Dans son communiqué, l’Association Tahadi pour l’Égalité et la Citoyenneté (ATEC) tire la sonnette d’alarme face à ce qu’elle qualifie de « recul alarmant », menaçant d’annuler des années de luttes féministes et de progrès constitutionnels, notamment en matière de lutte contre les violences basées sur le genre. Au cœur de cette inquiétude : l’article 1-41 du projet de loi n°03.23, qui prévoit un élargissement des recours à la conciliation pénale.
Selon ATEC, cette disposition risque de banaliser l’impunité des auteurs de violences faites aux femmes, y compris dans les cas les plus graves. L’article permettrait au parquet de valider une conciliation entre les parties sans passer par le président du tribunal ni s’assurer des conditions dans lesquelles l’accord a été conclu — une faille juridique préoccupante. Les victimes, déplore l’Association, pourraient ainsi être contraintes au désistement sous la pression, l’intimidation ou le chantage, sans qu’aucune vérification de leur consentement libre et éclairé ne soit exigée.
Plus inquiétant encore, cet article engloberait des infractions pourtant sévèrement punies par la loi 103.13 et le Code pénal, comme les coups et blessures volontaires (articles 401 et 404), les atteintes à la vie privée via les technologies de l’information (articles 1-447 à 3-447), ainsi que les cas de récidive ou de violences exercées par un proche ou une personne en position d’autorité.
Pour l’ATEC, l’adoption de cet article reviendrait à institutionnaliser l’impunité et à vider de son contenu la loi 103.13. Elle souligne par ailleurs l’incohérence d’une telle mesure avec les engagements internationaux du Maroc, notamment les recommandations des Nations Unies en matière de législation contre les violences faites aux femmes, et avec la Déclaration de Marrakech de 2020.
L’organisation rappelle également que ce projet de réforme va à l’encontre de la Stratégie gouvernementale pour l’égalité 2023-2026, qui vise un environnement sans violences envers les femmes, et des principes du Nouveau Modèle de Développement prônant une tolérance zéro face aux violences sexistes.
Face à cette menace, ATEC appelle les parlementaires à amender d’urgence l’article 1-41, en excluant de son champ toutes les infractions portant atteinte aux droits des femmes.
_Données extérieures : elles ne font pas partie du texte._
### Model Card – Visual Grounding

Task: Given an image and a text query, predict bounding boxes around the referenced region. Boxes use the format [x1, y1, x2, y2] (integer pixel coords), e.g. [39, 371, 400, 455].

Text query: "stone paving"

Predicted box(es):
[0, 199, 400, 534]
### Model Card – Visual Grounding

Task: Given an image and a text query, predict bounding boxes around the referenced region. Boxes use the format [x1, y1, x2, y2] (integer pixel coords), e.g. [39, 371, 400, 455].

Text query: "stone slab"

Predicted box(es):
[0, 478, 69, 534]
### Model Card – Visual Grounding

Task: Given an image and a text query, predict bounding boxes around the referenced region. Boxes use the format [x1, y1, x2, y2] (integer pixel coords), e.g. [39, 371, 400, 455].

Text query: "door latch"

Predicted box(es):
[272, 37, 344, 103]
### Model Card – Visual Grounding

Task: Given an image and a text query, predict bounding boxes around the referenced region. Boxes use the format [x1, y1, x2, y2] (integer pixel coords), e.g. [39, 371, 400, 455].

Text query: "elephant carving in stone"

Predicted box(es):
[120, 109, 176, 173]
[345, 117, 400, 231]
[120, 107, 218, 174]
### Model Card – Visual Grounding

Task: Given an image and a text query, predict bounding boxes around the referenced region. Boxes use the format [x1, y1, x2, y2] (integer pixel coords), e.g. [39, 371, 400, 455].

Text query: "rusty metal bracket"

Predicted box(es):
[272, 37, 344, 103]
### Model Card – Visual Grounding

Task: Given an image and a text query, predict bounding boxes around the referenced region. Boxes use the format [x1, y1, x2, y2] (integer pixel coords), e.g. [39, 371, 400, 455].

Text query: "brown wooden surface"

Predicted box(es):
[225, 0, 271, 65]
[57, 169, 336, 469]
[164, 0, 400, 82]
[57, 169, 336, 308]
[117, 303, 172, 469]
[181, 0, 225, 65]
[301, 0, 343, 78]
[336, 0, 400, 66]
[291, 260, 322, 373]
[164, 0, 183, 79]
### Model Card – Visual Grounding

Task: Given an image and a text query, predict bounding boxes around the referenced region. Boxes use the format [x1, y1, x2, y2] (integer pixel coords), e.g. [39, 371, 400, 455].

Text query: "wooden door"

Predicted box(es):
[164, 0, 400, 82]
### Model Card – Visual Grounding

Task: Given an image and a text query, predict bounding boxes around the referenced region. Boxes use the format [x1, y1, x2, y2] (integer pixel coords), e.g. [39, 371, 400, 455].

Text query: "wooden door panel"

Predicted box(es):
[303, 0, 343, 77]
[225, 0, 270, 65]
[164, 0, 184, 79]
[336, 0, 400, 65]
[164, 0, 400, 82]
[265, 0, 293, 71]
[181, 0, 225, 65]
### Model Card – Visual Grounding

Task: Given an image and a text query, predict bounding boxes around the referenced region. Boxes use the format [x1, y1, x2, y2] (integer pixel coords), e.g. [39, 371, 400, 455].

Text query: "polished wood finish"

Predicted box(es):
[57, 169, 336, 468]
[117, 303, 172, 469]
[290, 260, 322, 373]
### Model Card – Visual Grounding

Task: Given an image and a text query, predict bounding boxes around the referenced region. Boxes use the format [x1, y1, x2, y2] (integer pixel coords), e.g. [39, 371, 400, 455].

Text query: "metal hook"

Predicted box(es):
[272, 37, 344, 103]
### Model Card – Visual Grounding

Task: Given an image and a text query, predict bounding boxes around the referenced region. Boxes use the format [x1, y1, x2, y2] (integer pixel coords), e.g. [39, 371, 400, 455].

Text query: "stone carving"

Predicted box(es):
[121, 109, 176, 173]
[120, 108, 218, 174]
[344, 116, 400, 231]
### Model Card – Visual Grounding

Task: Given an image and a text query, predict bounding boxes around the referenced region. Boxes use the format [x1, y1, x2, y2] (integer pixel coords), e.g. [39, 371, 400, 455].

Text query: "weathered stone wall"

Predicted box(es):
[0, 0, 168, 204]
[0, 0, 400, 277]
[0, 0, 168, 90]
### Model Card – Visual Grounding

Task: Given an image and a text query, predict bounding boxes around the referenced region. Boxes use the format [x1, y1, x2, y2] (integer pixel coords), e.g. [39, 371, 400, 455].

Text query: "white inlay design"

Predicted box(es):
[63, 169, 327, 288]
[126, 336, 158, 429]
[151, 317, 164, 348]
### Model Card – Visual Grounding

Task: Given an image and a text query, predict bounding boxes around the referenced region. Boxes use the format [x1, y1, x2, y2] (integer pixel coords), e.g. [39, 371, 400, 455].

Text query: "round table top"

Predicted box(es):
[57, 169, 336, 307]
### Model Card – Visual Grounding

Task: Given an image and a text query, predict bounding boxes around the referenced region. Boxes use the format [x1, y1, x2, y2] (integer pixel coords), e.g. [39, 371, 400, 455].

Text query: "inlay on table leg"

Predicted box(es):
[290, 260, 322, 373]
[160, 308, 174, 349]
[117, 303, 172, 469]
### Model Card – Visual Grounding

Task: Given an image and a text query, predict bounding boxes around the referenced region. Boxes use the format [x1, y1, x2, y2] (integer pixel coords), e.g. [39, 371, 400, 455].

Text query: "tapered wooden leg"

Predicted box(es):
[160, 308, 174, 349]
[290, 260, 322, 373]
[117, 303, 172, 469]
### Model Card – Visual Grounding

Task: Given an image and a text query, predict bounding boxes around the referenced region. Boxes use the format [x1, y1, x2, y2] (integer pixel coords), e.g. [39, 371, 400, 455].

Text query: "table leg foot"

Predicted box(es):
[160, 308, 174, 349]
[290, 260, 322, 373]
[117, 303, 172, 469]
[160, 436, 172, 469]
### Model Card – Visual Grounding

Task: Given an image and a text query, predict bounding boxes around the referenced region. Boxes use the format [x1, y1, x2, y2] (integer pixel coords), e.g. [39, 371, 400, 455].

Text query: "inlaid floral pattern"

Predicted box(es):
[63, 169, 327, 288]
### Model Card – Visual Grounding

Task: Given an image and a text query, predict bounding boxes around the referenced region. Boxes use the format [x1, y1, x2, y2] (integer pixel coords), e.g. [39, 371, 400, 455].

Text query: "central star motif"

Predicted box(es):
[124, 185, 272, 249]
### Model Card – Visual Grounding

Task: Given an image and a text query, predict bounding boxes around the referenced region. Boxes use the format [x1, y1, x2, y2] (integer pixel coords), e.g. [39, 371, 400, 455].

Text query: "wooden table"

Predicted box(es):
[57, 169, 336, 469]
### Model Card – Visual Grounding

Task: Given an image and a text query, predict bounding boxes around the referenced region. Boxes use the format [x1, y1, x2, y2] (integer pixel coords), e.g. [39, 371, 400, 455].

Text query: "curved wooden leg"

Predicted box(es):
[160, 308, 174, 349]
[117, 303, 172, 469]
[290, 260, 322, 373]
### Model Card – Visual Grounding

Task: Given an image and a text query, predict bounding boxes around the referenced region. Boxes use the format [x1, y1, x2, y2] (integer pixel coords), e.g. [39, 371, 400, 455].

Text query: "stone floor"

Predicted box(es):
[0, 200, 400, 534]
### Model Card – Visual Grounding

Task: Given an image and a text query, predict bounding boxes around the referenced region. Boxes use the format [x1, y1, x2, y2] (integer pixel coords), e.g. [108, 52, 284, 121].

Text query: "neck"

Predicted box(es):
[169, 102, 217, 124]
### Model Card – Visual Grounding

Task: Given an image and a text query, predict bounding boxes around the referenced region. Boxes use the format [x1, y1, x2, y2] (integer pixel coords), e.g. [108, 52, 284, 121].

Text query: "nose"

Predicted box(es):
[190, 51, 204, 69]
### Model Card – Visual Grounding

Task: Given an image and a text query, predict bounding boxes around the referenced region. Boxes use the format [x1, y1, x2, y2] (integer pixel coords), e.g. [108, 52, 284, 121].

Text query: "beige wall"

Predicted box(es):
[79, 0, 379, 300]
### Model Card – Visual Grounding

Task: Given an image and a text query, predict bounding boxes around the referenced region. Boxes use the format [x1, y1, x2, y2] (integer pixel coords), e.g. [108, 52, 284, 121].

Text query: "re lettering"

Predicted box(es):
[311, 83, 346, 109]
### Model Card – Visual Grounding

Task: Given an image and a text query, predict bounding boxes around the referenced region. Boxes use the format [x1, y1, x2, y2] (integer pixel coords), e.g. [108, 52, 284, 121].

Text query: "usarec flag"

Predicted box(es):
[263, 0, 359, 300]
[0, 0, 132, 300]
Elle exhorte également le gouvernement à honorer ses engagements et à garantir aux femmes un véritable accès à la justice, à la protection et à la dignité.
« Ce qui se joue ici dépasse le simple cadre législatif : c’est l’avenir d’une politique pénale équitable et protectrice, fondée sur les droits humains et la lutte contre les discriminations systémiques », conclut le communiqué.